Here’s what’s happening at RBC, the nation’s top bank:

  • 5-year posted:  Up 10 bps to 5.29%
  • 5-year “special”: Up 10 bps to 4.09%
  • 3-year posted:  Down 30 bps to 4.05%
  • 5-year variable: Up 15 bps to prime – 0.10%
  • Open variable:  Up 30 bps to prime + 1.00%

These changes happened to coincide with today’s Canadian and U.S. jobs reports, which far exceeded forecasts. North America’s surprise employment growth is boosting bond yields (which reduces lenders’ profit on longer-term fixed mortgages, other things being equal).

Some will be tempted to speculate we’re near a bottom in mortgage rates (at least short-term). But economic risk remains in Europe and North America. The latest example was Italy and Spain being downgraded again today. Bond yields can still fall off a cliff if more bad eurozone news drives traders into treasuries for “safety”.

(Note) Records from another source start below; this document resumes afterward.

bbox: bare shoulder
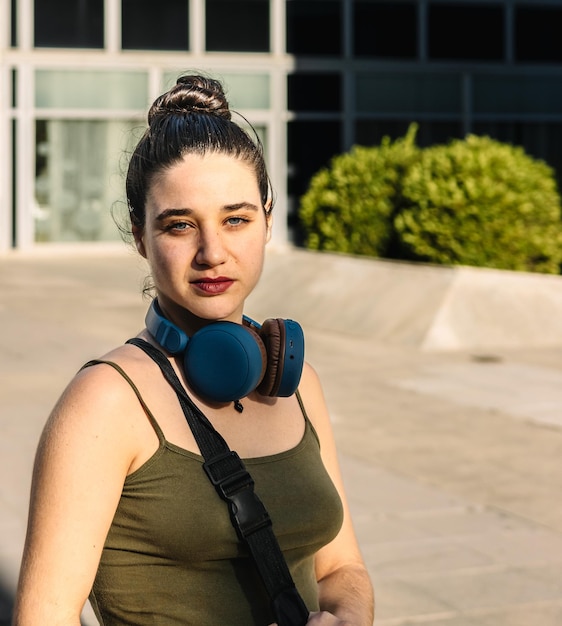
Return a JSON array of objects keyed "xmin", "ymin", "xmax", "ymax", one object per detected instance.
[
  {"xmin": 14, "ymin": 343, "xmax": 160, "ymax": 620},
  {"xmin": 43, "ymin": 343, "xmax": 155, "ymax": 456},
  {"xmin": 63, "ymin": 343, "xmax": 145, "ymax": 406}
]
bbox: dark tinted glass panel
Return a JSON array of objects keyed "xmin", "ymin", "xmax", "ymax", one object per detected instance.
[
  {"xmin": 515, "ymin": 6, "xmax": 562, "ymax": 63},
  {"xmin": 122, "ymin": 0, "xmax": 188, "ymax": 50},
  {"xmin": 354, "ymin": 1, "xmax": 417, "ymax": 59},
  {"xmin": 355, "ymin": 120, "xmax": 462, "ymax": 148},
  {"xmin": 11, "ymin": 0, "xmax": 17, "ymax": 46},
  {"xmin": 12, "ymin": 120, "xmax": 17, "ymax": 247},
  {"xmin": 286, "ymin": 1, "xmax": 341, "ymax": 56},
  {"xmin": 206, "ymin": 0, "xmax": 269, "ymax": 52},
  {"xmin": 288, "ymin": 73, "xmax": 341, "ymax": 111},
  {"xmin": 287, "ymin": 120, "xmax": 342, "ymax": 243},
  {"xmin": 34, "ymin": 0, "xmax": 104, "ymax": 48},
  {"xmin": 428, "ymin": 3, "xmax": 504, "ymax": 61},
  {"xmin": 11, "ymin": 69, "xmax": 17, "ymax": 107},
  {"xmin": 357, "ymin": 73, "xmax": 461, "ymax": 114},
  {"xmin": 473, "ymin": 74, "xmax": 562, "ymax": 115}
]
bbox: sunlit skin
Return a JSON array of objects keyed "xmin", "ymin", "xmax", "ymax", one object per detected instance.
[
  {"xmin": 13, "ymin": 83, "xmax": 374, "ymax": 623},
  {"xmin": 133, "ymin": 152, "xmax": 272, "ymax": 337},
  {"xmin": 12, "ymin": 149, "xmax": 374, "ymax": 626}
]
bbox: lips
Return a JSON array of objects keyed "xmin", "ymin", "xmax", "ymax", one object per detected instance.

The only bright spot in mortgage rates this week is falling 2- and 3-year posted fixed rates.

Then again, the deep dark conspiracy theorist in us notes how “convenient” it is to have 2- and 3-year rates drop in the midst of well-publicized 5-year fixed and variable rate hikes. Rate increases are certainly scaring some people into refinancing before the opportunity is “lost.”

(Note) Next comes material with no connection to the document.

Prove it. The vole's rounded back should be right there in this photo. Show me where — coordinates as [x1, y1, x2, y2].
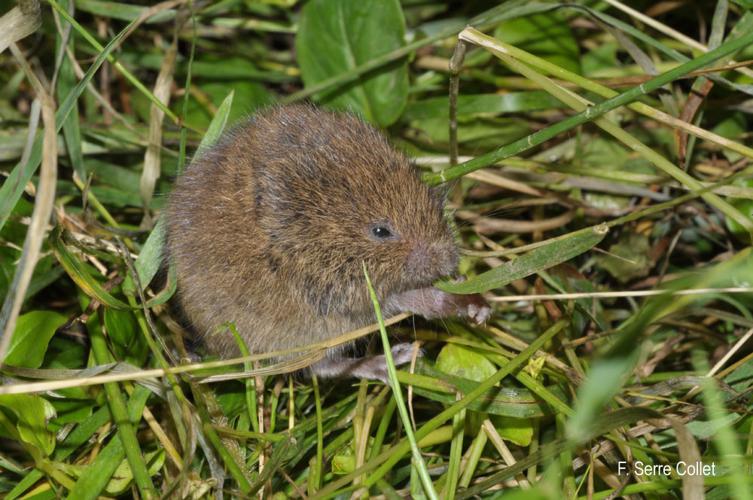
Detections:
[167, 104, 461, 359]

That combination is effectively jacking up IRD penalties on people wanting to break their existing fixed mortgage and lock into a new rate. One of our refi clients, for example, just saw his breakage penalty jump $4,000 in the last two days.

In any event, if you’re mortgage hunting and you haven’t already, it’s a good time to protect yourself with a rate hold.